Influenced by Led Zeppelin, the 29-year-old’s debut album almost didn’t get made because of a communications blackout. He talks about the blues, the Kashmiri spirit and the fight for freedom

‘If someone like Neil Young or Bob Marley were born in Kashmir, who do you think they would have supported?” Ali Saffudin asks. “The oppressed. These are my inspirations.” For Saffudin, a Kashmiri folk singer-songwriter, his music is a way for people to understand the plight of Kashmir, a volatile state in the Indian subcontinent which has been the subject of territorial dispute, separatist insurgency and resistance against Indian rule since it was split during partition in 1947. It was only in 2020 that the parliament of India recognised Kashmiri as an official language. “We are living in the most militarised zone [in India],” Saffudin says. “To be Kashmiri is to be political. To sing in Kashmiri is even more political.”
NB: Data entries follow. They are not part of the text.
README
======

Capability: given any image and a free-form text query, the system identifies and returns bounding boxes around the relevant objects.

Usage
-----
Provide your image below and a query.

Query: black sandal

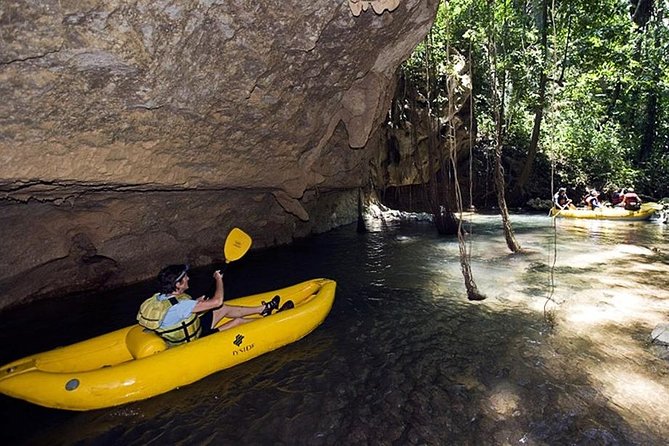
[277,300,294,313]
[261,295,280,317]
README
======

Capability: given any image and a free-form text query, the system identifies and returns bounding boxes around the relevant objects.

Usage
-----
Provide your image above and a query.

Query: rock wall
[369,52,474,211]
[0,0,438,309]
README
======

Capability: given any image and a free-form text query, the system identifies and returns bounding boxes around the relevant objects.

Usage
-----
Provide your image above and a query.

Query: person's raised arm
[192,270,224,312]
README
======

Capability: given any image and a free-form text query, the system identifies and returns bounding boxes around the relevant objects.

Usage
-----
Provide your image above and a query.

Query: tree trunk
[494,138,522,253]
[605,79,622,121]
[639,86,658,163]
[490,3,522,254]
[514,0,549,196]
[516,73,547,192]
[638,6,662,164]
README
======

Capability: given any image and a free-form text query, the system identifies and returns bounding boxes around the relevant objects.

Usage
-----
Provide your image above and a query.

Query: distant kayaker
[585,190,601,210]
[620,188,641,210]
[610,187,625,206]
[137,264,287,346]
[553,187,573,210]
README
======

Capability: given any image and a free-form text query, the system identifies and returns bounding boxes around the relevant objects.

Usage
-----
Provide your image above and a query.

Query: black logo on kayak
[233,334,244,346]
[233,343,254,356]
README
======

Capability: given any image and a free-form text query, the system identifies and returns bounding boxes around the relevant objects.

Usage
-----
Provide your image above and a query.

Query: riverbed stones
[651,323,669,345]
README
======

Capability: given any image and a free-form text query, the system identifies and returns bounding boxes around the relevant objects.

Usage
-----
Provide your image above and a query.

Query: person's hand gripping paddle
[205,228,252,299]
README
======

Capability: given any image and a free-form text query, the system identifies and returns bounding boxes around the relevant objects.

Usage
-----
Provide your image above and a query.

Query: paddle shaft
[206,227,252,297]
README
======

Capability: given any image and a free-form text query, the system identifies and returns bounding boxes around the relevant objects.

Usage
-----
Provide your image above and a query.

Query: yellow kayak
[549,202,663,221]
[0,278,336,411]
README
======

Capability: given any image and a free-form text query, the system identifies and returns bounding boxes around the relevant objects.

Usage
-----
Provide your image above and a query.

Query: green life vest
[137,293,202,346]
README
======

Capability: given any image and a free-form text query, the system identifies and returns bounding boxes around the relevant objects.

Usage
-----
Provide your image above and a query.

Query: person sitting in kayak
[137,264,290,346]
[611,187,625,206]
[585,190,601,210]
[552,187,573,210]
[620,188,641,210]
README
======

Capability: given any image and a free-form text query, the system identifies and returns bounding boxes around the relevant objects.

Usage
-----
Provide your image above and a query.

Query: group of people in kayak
[553,186,642,211]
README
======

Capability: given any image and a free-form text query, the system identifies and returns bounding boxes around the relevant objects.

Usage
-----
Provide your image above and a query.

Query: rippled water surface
[1,213,668,445]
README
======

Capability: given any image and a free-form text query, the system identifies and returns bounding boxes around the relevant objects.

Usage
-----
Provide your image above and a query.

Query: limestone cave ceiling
[0,0,438,308]
[1,0,436,202]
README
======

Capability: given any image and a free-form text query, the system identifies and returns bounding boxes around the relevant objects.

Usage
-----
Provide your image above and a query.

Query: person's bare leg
[222,304,264,318]
[214,317,253,332]
[210,304,264,328]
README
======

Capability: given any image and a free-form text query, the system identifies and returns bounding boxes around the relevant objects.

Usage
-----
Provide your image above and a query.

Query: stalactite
[357,187,367,233]
[348,0,401,17]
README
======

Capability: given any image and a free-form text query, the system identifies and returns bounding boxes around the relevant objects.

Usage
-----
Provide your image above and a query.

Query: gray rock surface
[0,0,438,308]
[651,323,669,345]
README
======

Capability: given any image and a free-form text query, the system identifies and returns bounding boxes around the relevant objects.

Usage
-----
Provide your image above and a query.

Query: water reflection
[1,214,668,445]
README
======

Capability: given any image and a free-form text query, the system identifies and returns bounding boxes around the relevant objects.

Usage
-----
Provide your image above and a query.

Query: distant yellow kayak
[549,202,663,221]
[0,278,336,411]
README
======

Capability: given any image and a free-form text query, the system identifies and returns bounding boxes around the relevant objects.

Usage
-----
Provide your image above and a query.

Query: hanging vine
[446,2,485,301]
[487,0,522,253]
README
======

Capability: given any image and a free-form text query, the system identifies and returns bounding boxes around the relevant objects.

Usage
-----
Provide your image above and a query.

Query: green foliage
[546,104,640,192]
[640,152,669,199]
[398,0,669,203]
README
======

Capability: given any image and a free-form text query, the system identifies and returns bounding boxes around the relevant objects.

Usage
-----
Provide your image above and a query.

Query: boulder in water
[651,323,669,345]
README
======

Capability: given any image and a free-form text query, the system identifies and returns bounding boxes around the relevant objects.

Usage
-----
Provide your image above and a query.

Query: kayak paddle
[222,227,252,271]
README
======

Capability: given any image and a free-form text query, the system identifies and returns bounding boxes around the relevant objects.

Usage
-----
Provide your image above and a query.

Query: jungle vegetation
[398,0,669,208]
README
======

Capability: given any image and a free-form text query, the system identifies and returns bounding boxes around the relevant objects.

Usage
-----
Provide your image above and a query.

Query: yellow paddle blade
[642,202,663,211]
[224,227,252,263]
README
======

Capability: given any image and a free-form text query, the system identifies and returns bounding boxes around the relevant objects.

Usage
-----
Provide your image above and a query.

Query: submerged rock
[651,323,669,345]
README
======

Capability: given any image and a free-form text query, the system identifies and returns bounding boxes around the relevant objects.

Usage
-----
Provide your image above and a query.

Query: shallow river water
[1,212,668,445]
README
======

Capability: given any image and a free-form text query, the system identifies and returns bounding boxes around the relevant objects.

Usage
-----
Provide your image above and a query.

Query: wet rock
[0,0,440,308]
[651,323,669,345]
[485,382,523,420]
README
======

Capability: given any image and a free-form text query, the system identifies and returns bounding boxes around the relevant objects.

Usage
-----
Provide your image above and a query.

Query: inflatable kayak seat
[126,325,168,359]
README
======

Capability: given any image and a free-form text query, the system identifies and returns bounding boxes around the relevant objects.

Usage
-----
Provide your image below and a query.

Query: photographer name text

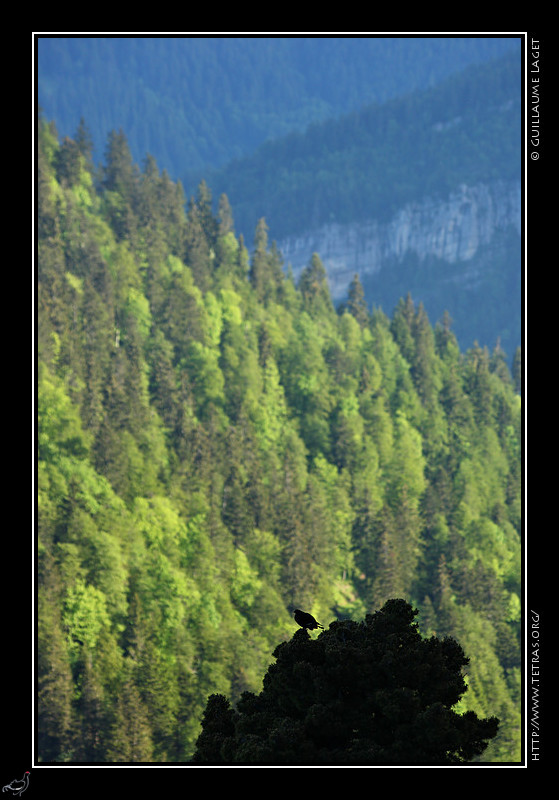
[530,39,541,158]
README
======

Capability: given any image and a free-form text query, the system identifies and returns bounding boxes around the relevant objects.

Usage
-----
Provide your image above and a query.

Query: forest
[37,39,522,364]
[37,37,519,182]
[37,113,522,763]
[206,49,522,360]
[206,49,521,240]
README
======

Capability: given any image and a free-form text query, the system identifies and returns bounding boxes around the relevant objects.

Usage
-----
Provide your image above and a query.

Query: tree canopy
[37,116,521,763]
[193,599,499,765]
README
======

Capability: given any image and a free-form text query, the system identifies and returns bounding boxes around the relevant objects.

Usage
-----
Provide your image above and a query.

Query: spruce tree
[55,136,82,188]
[103,129,139,199]
[184,201,212,292]
[74,116,94,169]
[249,218,282,303]
[347,273,369,328]
[37,583,75,762]
[217,193,235,236]
[298,252,334,317]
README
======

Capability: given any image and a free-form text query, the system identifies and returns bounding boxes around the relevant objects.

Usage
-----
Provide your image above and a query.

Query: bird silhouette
[2,773,30,797]
[293,609,324,630]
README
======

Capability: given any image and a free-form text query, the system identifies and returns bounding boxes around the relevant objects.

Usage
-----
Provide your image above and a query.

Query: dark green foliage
[37,117,521,763]
[103,129,139,199]
[248,218,285,305]
[193,600,499,765]
[346,273,369,328]
[55,136,83,187]
[298,252,334,318]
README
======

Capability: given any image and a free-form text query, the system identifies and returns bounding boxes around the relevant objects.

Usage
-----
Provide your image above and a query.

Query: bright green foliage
[37,117,521,763]
[62,578,112,658]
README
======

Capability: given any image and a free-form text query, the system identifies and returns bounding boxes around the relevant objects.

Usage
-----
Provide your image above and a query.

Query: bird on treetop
[294,609,324,630]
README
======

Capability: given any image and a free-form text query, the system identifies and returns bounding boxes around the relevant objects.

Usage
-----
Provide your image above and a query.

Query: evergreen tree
[184,200,212,292]
[192,600,499,765]
[298,252,334,317]
[103,129,139,199]
[390,293,416,365]
[106,668,154,762]
[73,652,111,762]
[465,343,493,426]
[37,580,75,762]
[411,302,441,405]
[55,136,82,188]
[102,129,140,243]
[217,192,234,236]
[74,116,94,169]
[195,179,219,246]
[347,273,369,328]
[148,328,180,434]
[249,218,283,303]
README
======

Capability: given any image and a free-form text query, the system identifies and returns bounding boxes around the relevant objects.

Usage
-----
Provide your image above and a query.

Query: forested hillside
[37,36,519,183]
[206,49,521,241]
[37,115,522,763]
[206,49,521,359]
[37,39,522,364]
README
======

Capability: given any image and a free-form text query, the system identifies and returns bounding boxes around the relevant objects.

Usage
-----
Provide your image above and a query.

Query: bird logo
[2,773,30,797]
[293,609,324,630]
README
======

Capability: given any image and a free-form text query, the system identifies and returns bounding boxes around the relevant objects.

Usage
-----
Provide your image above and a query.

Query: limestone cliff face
[278,180,521,300]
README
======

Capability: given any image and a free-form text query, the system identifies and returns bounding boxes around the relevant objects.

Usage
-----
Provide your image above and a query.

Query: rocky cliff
[279,179,521,302]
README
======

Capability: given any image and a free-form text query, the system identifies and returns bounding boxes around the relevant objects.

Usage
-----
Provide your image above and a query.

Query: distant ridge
[207,49,521,242]
[37,36,520,181]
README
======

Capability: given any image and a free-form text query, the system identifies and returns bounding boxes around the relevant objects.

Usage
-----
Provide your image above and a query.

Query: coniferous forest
[37,113,522,763]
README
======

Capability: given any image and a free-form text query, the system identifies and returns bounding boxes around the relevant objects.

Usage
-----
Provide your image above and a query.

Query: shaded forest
[37,114,521,763]
[206,49,521,240]
[205,49,522,359]
[37,36,519,181]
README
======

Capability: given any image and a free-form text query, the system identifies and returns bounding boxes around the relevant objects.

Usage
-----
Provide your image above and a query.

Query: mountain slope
[207,50,522,356]
[37,36,520,180]
[37,115,521,763]
[209,50,521,236]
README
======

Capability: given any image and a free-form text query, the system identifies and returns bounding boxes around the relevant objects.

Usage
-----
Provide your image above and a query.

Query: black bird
[294,609,324,630]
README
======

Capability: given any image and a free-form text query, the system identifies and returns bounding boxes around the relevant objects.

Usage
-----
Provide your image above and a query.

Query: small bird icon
[2,772,30,797]
[293,609,324,630]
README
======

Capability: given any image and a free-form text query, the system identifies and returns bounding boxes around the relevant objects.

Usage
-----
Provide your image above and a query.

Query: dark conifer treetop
[193,600,499,765]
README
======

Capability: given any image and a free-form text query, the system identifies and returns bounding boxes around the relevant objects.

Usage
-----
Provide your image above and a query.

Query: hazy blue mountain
[208,50,521,239]
[36,36,522,358]
[204,49,521,357]
[37,36,520,182]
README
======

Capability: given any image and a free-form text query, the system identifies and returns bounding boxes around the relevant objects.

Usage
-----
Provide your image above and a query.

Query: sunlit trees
[37,118,521,763]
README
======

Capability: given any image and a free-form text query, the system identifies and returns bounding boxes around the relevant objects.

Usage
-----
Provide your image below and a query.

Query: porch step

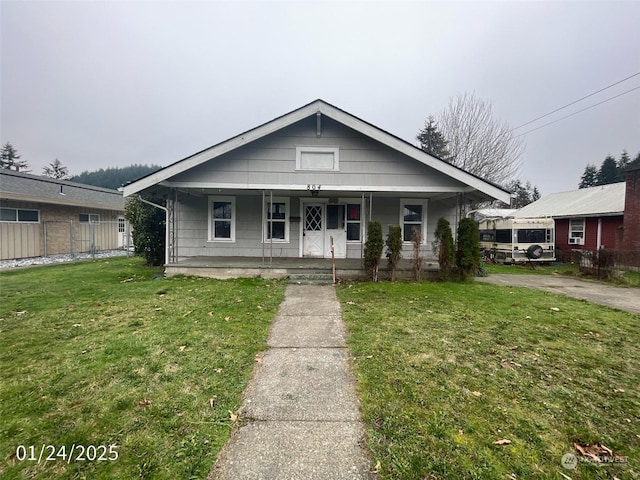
[287,273,335,285]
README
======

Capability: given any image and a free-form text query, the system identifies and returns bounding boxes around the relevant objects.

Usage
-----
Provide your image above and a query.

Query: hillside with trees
[71,164,162,190]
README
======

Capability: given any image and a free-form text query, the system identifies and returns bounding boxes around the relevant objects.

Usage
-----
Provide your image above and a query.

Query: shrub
[456,217,480,280]
[385,225,403,281]
[364,221,384,282]
[433,217,455,281]
[125,196,166,266]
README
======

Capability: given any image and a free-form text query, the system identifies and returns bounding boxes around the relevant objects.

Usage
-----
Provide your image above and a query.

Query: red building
[514,182,626,260]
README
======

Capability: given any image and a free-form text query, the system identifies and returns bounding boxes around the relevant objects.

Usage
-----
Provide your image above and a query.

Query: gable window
[79,213,100,223]
[296,146,339,171]
[346,204,361,241]
[209,196,235,242]
[569,218,585,245]
[0,207,40,223]
[264,197,289,242]
[400,199,428,243]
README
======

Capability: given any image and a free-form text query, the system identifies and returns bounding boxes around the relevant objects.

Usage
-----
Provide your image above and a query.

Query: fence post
[90,221,96,259]
[43,221,48,257]
[69,221,75,257]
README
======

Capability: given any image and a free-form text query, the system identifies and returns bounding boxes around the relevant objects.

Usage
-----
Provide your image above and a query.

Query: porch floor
[165,256,439,281]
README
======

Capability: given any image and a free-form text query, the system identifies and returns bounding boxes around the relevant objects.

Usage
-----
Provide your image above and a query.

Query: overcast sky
[2,0,639,195]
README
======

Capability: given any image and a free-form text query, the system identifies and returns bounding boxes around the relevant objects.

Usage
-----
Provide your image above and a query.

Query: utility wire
[514,85,640,138]
[511,71,640,131]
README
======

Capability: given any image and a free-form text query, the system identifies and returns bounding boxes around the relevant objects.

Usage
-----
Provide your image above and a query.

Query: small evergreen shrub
[433,217,455,281]
[456,217,481,280]
[125,196,166,266]
[411,227,424,282]
[364,221,384,282]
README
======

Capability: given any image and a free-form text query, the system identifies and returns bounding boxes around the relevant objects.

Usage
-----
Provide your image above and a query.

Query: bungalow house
[123,99,510,278]
[0,170,126,260]
[513,182,625,260]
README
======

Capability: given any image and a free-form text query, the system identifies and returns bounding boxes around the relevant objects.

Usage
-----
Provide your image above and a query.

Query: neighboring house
[0,170,126,260]
[514,182,625,257]
[123,99,509,278]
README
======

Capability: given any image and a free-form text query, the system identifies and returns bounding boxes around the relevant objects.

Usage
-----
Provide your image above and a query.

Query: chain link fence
[43,220,131,258]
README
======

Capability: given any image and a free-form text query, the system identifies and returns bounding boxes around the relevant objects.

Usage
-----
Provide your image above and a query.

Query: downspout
[136,195,170,265]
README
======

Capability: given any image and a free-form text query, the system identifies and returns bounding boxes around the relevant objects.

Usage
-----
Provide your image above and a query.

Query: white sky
[2,0,639,195]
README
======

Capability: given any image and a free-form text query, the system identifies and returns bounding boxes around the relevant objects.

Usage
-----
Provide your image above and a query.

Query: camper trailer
[479,217,556,264]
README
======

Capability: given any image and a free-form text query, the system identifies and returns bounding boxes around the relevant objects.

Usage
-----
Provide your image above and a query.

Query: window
[79,213,100,223]
[400,199,428,243]
[0,207,40,223]
[516,229,546,243]
[569,218,585,244]
[479,230,495,242]
[209,196,235,242]
[295,146,339,171]
[118,217,126,233]
[264,197,289,242]
[346,204,361,241]
[495,229,512,243]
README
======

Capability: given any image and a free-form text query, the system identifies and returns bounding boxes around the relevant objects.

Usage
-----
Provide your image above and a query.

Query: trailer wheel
[526,244,544,259]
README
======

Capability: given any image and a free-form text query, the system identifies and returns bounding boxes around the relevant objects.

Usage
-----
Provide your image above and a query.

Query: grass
[337,281,640,479]
[0,257,286,480]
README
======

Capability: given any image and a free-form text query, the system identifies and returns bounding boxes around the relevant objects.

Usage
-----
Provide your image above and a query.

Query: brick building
[0,170,126,260]
[619,165,640,256]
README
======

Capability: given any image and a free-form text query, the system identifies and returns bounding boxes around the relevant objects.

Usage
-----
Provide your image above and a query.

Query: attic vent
[60,185,66,196]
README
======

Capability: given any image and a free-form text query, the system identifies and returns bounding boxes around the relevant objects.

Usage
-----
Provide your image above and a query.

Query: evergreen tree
[532,186,541,202]
[630,152,640,168]
[505,179,539,208]
[0,142,30,172]
[579,164,598,188]
[455,218,480,280]
[616,150,631,182]
[416,116,450,160]
[364,221,384,282]
[597,156,619,185]
[125,196,166,266]
[42,158,70,179]
[385,225,403,281]
[71,164,161,189]
[433,217,455,281]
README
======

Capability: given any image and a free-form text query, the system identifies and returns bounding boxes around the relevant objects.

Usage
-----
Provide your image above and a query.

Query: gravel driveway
[477,274,640,315]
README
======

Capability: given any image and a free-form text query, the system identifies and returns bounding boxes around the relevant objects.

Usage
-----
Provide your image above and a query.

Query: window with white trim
[0,207,40,223]
[346,203,361,241]
[209,196,235,242]
[79,213,100,223]
[263,197,290,242]
[569,218,585,244]
[295,146,339,171]
[400,199,428,243]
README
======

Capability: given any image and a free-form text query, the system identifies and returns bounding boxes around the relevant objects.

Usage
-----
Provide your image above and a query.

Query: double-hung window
[264,197,289,242]
[0,207,39,223]
[400,199,428,243]
[209,196,235,242]
[346,204,361,241]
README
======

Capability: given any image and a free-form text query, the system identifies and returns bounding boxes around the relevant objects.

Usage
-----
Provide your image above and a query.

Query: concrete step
[287,273,335,285]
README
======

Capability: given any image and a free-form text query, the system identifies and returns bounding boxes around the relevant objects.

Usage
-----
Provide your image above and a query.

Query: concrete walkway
[208,285,376,480]
[477,274,640,315]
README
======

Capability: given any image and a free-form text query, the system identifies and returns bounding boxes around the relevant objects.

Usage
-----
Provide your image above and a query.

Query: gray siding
[170,117,463,191]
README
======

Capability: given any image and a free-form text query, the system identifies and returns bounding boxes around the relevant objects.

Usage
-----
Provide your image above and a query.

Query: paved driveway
[477,274,640,315]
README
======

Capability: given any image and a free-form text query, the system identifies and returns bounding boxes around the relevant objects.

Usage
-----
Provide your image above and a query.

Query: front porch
[165,256,440,282]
On the eve of Muharram, the first month of the Islamic calendar, Saffudin is calling from his home in Srinagar, in Indian-administered Kashmir. The 29-year-old is weeks away from the release of his debut album, Woliver, a politically urgent record addressing the Kashmiri people’s continuing fight for a life free of persecution. Underpinned by punchy guitar indebted to Led Zeppelin and Rage Against the Machine, Saffudin sings with anguish and intensity about resistance, existentialism and spirituality, capturing the anxieties of a generation that bears the burden of carrying on the fight for azadi (freedom) in the future. “Geography is political,” he sings on Vaidyon, a song written on a long bus journey from Delhi to Kashmir as he noticed “how many mountains I have to cross to reach my home, how geographically separate Kashmir is from India. It is a plane while we live in the Himalayas. Even the nature in Kashmir is making a political statement.”